6. Si rende allora necessario, alla luce dei principi delineati e sulla base dell’orientamento prevalente espresso da questa Corte, qualificare in maniera piu’ puntuale, il vincolo, nato come contratto di appalto stipulato nel 2003, e proseguito in regime di proroga pluriennale, instaurato tra la (OMISSIS) s.r.l., societa’ di diritto privato, a totale partecipazione pubblica operante nel settore della gestione dei rifiuti ed il Consorzio dei Comuni; qualificare la natura dell’attivita’ esercitata, ove diretta al soddisfacimento di un “interesse generale”, nonche’ la natura del “bisogno”, commerciale o industriale o meno. Da un lato, si deve chiarire se l’attivita’ di raccolta dei rifiuti sia attivita’ di interesse generale – che riguarda la generalita’ dei consociati residente nel territorio in cui opera la societa’ coinvolta – e pubblico – vale a dire, dichiarato quale interesse dell’autorita’ pubblica (Decreto Legislativo n. 152 del 2006, articolo 177); dall’altro lato, si dovra’ verificare se la societa’ (OMISSIS) operi in condizioni di mercato “garantite”, per non dire monopolistiche, sottratta a logiche di concorrenza.
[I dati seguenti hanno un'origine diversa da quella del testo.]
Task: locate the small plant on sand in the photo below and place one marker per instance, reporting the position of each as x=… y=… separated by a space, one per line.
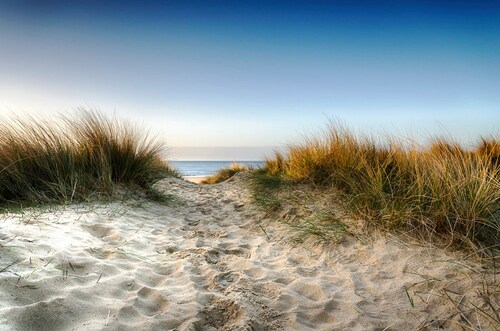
x=442 y=189
x=225 y=174
x=75 y=158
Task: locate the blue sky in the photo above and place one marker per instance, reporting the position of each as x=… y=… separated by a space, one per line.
x=257 y=73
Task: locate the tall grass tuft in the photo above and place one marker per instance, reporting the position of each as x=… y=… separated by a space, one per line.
x=74 y=157
x=440 y=189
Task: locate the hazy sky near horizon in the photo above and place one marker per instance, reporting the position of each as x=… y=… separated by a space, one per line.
x=257 y=73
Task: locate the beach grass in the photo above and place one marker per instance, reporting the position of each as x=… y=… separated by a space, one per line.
x=75 y=157
x=225 y=173
x=441 y=189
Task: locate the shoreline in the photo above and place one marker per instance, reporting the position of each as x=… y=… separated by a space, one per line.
x=194 y=179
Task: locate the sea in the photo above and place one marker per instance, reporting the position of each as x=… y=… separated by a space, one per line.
x=207 y=168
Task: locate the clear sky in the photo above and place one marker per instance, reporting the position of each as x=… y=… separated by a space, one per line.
x=257 y=73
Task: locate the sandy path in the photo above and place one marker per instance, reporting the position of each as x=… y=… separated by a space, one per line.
x=203 y=263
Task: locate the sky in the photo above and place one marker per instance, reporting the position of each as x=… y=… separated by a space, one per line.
x=252 y=75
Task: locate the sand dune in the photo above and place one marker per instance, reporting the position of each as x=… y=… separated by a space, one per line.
x=203 y=262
Su tali questioni, il Tribunale non ha ritenuto di prendere posizione, per sua espressa affermazione secondo cui “occorre assumere un contegno cauto nella valutazione delle violazioni di legge integranti il delitto in esame, dovendosi approfondire il profilo dell’elemento psicologico del reato e non sussistendo comunque il fumus commissi delicti”.
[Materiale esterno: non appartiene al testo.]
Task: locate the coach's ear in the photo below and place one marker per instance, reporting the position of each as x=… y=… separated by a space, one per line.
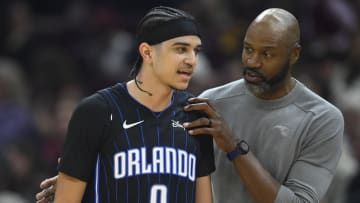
x=295 y=54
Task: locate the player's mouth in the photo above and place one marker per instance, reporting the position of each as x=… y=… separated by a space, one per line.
x=186 y=74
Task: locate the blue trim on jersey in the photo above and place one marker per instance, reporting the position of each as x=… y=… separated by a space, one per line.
x=106 y=180
x=158 y=134
x=125 y=132
x=143 y=142
x=97 y=180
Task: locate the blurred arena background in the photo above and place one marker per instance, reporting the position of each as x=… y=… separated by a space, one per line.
x=53 y=53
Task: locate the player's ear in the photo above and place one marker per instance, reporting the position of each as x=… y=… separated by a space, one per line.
x=145 y=51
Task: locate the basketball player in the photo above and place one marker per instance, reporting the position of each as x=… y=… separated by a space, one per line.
x=126 y=143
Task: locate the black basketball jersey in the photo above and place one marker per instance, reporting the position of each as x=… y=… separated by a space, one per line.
x=127 y=153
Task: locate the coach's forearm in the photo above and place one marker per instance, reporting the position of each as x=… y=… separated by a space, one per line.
x=261 y=185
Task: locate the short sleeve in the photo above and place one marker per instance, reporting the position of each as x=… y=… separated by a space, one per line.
x=86 y=130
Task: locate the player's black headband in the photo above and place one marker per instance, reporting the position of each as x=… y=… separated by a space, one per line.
x=167 y=30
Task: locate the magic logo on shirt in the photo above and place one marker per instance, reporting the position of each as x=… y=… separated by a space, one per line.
x=165 y=160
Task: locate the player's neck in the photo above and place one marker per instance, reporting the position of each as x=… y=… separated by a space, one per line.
x=159 y=99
7. Il mancato approfondimento e confronto del Tribunale di Verona con le problematiche evidenziate, e con gli orientamenti giurisprudenziali sopra cennati, impone l’annullamento del provvedimento impugnato e la trasmissione degli atti al Tribunale di Verona per nuova deliberazione.

P.Q.M.

Annulla l’ordinanza impugnata e rinvia per nuova deliberazione al Tribunale di Verona.